It's the biggest event on the festival calendar, but how many of us have actually been able to get hold of a ticket? Glastonbury first timer Will Gore explains his fears, hopes and expectations as he heads off to Worthy Farm...
Research has shown that Gary Glitter is statistically about three million times more likely to headline the Pyramid Stage at Glastonbury, than a normal member of the public is to make it through the wheezing website and actually secure themselves a ticket for the event.
So when my friends persuaded me to join them in trying to book in for this year's festival, I agreed to join the online scrum assuming I'd be safe. Somehow though, much to my horror, we managed to get some tickets, and now, at the age of 31, my Glastonbury debut is fast approaching.
I've been to music festivals before (V, Green Man, Reading, various All Tomorrow's Parties), but Glastonbury is one that I've always been happy to enjoy from the warmth of my living room. It's not all perfect watching via the BBC, of course. You have to put up with an awful lot of Phill Jupitus before getting to the actual music, but it's usually a price worth paying, particularly during a wet and muddy year.
This time though I'll be one of the many left to the mercy of the elements, albeit from a glamped-up and hastily blagged pitch in the well-appointed Pop-Up Hotel campsite. If you're one of those Glastonbury regulars who has failed to get a ticket and are a little peeved that an ungrateful arriviste like me is going in your place, then I can only apologise and make a solemn vow to enjoy myself as much as possible.
I'm confident things will all work out OK. It might be tempting fate in a way that Oedipus would have been proud of, but it seems that the weather isn't shaping up too badly. Also, a couple of members of our group will be handy guides as they are both self-confessed Glastonbury bores - the kind of Guardian reading, indie dweebs who think this corner of Somerset is more sacred than Jerusalem and Mecca combined – so I should be in safe hands.
While I'm ignoring their advice to bring a sizeable supply of warm larger and carrots so I can enjoy "the ultimate Glastonbury breakfast" every morning, I am taking up their instruction to not worry too much about the main stages.
Having checked out the line-up, that is absolutely fine by me. Aside from the odd decent band (Nick Cave and the Bad Seeds, Phoenix), the majority of the main programme is pretty underwhelming, from The Rolling Stones dragging themselves onto the stage for another dead-eyed trawl through the hits, to nonsense like Example, Alt-J and Professor Green.

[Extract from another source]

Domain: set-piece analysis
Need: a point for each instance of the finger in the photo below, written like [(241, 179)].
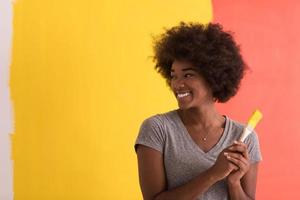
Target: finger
[(237, 159), (240, 147)]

Not even the traditional Sunday afternoon slot, which has previously been filled by legends such as Johnny Cash, Leonard Cohen and Brian Wilson, can come to the rescue. This year it's been taken up by Kenny bloody Rogers.
So I'll be following my buddies' advice and keeping away from those main stages, heading instead to the Park and Acoustic stages, the Shangri-La area, and wherever else I find as I go wandering around the mammoth site. Perhaps I'll be taken in by the spirit of the place and become a Glastonbury bore myself. Stranger things (Gary Glitter headlining the Pyramid Stage?) might happen.